But Len Bronstein is no rabbi—he’s a Brooklyn art teacher who steals a large quantity of clay from his school, gets extremely stoned, and manages to bring his creation to life despite knowing little about Judaism and even less about golems. Unable to communicate with his nine-foot-six, four hundred-pound, Yiddish-speaking guest, Len enlists a bodega clerk and ex-Hasid named Miri Apfelbaum to translate.
Eventually, The Golem learns English by binge-watching Curb Your Enthusiasm after ingesting a massive amount of LSD and reveals that he is a creature with an ancestral memory; he recalls every previous iteration of himself, making The Golem a repository of Jewish history and trauma. He demands to know what crisis has prompted his re-creation and whom must he destroy. When Miri shows him a video of white nationalists marching and chanting “Jews will not replace us,” the answer becomes clear.

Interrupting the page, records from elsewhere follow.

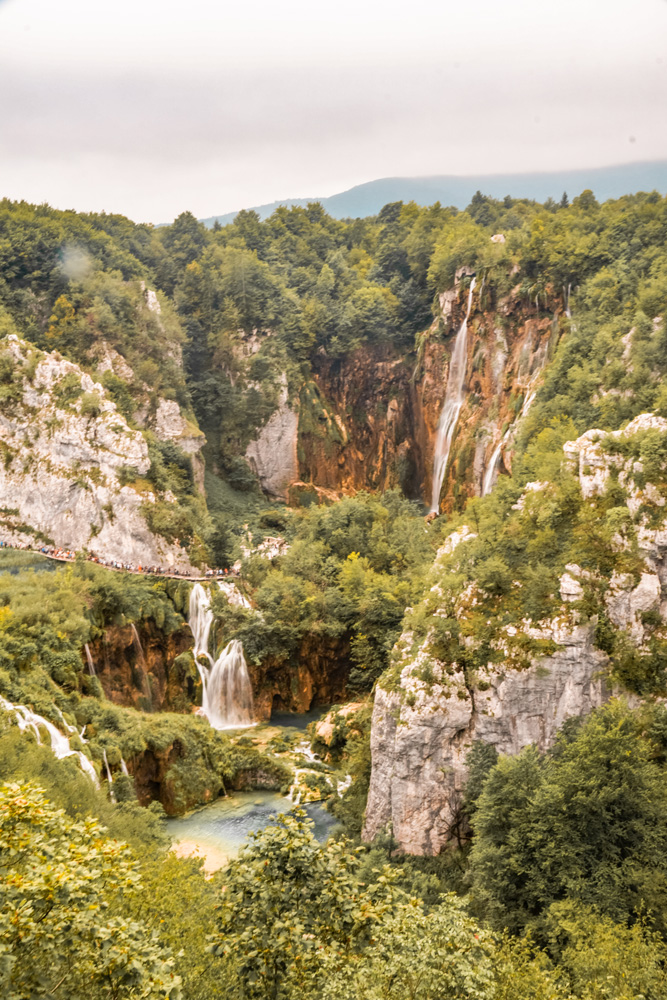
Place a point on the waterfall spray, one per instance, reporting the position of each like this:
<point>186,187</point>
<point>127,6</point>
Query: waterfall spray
<point>490,471</point>
<point>226,690</point>
<point>454,397</point>
<point>89,659</point>
<point>29,720</point>
<point>106,764</point>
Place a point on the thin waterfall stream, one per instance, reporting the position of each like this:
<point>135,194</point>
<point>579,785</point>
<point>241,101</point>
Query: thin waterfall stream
<point>454,396</point>
<point>226,690</point>
<point>89,660</point>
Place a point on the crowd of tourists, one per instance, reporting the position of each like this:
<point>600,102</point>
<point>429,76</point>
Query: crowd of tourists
<point>69,555</point>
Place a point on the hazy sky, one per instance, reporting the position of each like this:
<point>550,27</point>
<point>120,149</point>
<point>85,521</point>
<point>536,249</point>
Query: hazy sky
<point>150,107</point>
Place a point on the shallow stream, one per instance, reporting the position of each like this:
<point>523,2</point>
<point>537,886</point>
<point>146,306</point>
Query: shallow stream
<point>217,832</point>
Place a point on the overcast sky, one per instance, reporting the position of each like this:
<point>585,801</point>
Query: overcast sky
<point>150,107</point>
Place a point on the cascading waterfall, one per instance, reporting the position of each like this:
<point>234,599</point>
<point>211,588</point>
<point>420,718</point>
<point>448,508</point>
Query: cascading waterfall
<point>226,690</point>
<point>146,684</point>
<point>29,720</point>
<point>106,764</point>
<point>492,467</point>
<point>490,472</point>
<point>89,658</point>
<point>454,397</point>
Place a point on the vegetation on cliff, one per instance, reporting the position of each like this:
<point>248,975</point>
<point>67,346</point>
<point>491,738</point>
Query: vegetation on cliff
<point>560,884</point>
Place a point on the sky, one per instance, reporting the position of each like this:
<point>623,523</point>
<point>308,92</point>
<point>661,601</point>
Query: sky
<point>152,107</point>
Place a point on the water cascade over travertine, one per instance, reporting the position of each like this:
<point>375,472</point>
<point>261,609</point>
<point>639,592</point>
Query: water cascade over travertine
<point>226,690</point>
<point>29,721</point>
<point>109,778</point>
<point>454,396</point>
<point>490,473</point>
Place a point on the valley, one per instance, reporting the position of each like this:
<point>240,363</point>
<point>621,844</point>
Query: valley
<point>359,521</point>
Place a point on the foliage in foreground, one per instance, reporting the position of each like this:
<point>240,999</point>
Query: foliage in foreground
<point>56,933</point>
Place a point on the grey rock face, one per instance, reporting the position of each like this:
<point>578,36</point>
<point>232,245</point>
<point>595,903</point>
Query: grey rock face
<point>419,753</point>
<point>61,470</point>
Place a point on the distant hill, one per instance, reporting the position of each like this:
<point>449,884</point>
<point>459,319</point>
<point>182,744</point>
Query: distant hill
<point>368,199</point>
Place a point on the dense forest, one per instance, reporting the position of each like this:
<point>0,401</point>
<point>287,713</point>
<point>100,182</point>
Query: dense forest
<point>552,883</point>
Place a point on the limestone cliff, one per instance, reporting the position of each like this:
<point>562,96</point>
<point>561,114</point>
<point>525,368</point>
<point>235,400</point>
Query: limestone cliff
<point>428,713</point>
<point>66,449</point>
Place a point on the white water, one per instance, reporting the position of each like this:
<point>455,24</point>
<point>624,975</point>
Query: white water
<point>29,720</point>
<point>490,472</point>
<point>491,469</point>
<point>106,764</point>
<point>89,658</point>
<point>226,691</point>
<point>454,397</point>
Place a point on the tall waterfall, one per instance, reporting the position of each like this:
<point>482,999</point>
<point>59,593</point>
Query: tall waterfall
<point>510,433</point>
<point>141,660</point>
<point>452,406</point>
<point>226,690</point>
<point>490,471</point>
<point>109,779</point>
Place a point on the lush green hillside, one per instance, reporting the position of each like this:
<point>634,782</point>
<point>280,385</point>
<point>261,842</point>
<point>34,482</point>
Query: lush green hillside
<point>368,199</point>
<point>551,883</point>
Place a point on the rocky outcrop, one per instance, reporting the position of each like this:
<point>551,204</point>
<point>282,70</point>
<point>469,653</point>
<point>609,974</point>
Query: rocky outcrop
<point>419,752</point>
<point>360,424</point>
<point>508,343</point>
<point>140,668</point>
<point>273,455</point>
<point>317,676</point>
<point>66,449</point>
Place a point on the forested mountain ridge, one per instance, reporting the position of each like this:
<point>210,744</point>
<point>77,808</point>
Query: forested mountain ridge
<point>314,357</point>
<point>368,199</point>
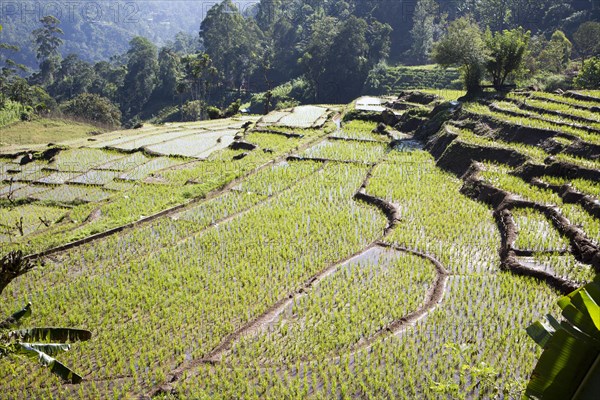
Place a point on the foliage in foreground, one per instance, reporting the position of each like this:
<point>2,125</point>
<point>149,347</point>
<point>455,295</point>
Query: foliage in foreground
<point>33,343</point>
<point>568,367</point>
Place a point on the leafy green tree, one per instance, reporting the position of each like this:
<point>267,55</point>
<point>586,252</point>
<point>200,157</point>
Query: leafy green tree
<point>315,60</point>
<point>463,46</point>
<point>507,50</point>
<point>93,108</point>
<point>108,79</point>
<point>140,80</point>
<point>199,76</point>
<point>47,42</point>
<point>423,31</point>
<point>232,42</point>
<point>555,56</point>
<point>74,76</point>
<point>8,70</point>
<point>168,73</point>
<point>587,40</point>
<point>346,63</point>
<point>589,77</point>
<point>194,110</point>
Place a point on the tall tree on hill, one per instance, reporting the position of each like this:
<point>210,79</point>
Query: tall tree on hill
<point>47,42</point>
<point>425,18</point>
<point>463,46</point>
<point>8,70</point>
<point>168,72</point>
<point>507,52</point>
<point>232,42</point>
<point>140,79</point>
<point>587,40</point>
<point>315,60</point>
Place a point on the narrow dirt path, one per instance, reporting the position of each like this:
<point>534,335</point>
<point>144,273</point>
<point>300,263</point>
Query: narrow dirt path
<point>503,203</point>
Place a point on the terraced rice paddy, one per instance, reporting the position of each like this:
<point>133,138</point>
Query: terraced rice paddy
<point>309,262</point>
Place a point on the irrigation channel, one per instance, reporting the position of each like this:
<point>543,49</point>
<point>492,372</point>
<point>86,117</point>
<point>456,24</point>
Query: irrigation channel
<point>434,295</point>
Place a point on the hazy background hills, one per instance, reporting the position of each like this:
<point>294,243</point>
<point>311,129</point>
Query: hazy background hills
<point>96,30</point>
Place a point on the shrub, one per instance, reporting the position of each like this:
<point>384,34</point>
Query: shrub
<point>193,110</point>
<point>233,108</point>
<point>93,108</point>
<point>214,112</point>
<point>589,77</point>
<point>289,94</point>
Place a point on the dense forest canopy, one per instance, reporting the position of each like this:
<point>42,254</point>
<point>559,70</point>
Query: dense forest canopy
<point>149,58</point>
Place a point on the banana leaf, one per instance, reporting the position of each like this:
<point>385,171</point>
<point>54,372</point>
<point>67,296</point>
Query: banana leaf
<point>14,319</point>
<point>56,367</point>
<point>52,349</point>
<point>59,335</point>
<point>569,366</point>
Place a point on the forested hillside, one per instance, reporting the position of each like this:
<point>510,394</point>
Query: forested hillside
<point>126,62</point>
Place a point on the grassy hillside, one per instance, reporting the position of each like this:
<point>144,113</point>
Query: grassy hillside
<point>307,260</point>
<point>44,131</point>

The Golem of Brooklyn is an epic romp through Jewish history and the American present that wrestles with the deepest questions of our humanity—the conflicts between faith and skepticism, tribalism and interdependence, and vengeance and healing.
PUBLISHERS WEEKLY
The funny, if slight, latest from Mansbach (Go the F**k to Sleep) stretches its premise gossamer thin. Len Bronstein, a Brooklyn Heights art teacher on summer break, sculpts a nine-foot-tall statue of a golem out of clay while stoned. Once the statue comes to life, Len recruits local bodega cashier Miri Apfelbaum, herself a former member of an ultrareligious Jewish sect, to help translate the golem's Yiddish, though the golem quickly learns English via reruns of Curb Your Enthusiasm ("Larry David remind The Golem of Hillel," the Golem muses). The creature explains his mission to protect the Jewish community, and after Miri shows him clips from the 2017 Unite the Right rally in Charlottesville, Va., the golem insists on attending a similar upcoming gathering in Kentucky. Len and Miri oblige, but as they transport the golem, they begin to fret about the creature's bloodlust. Mansbach's writing works best when his characters wrestle with the concept of violence, weighing pros and cons of letting the golem tear through a crowd of racists. Too often, however, the story gets mired in tangents, from the long synopsis of Len's failed novel to the multipage poem excerpt that nods to Mansbach's 2009 novel, The End of the Jews. These interludes act as filler, padding the slender narrative and delaying its cathartic conclusion. This is a case where the punch lines outweigh the message.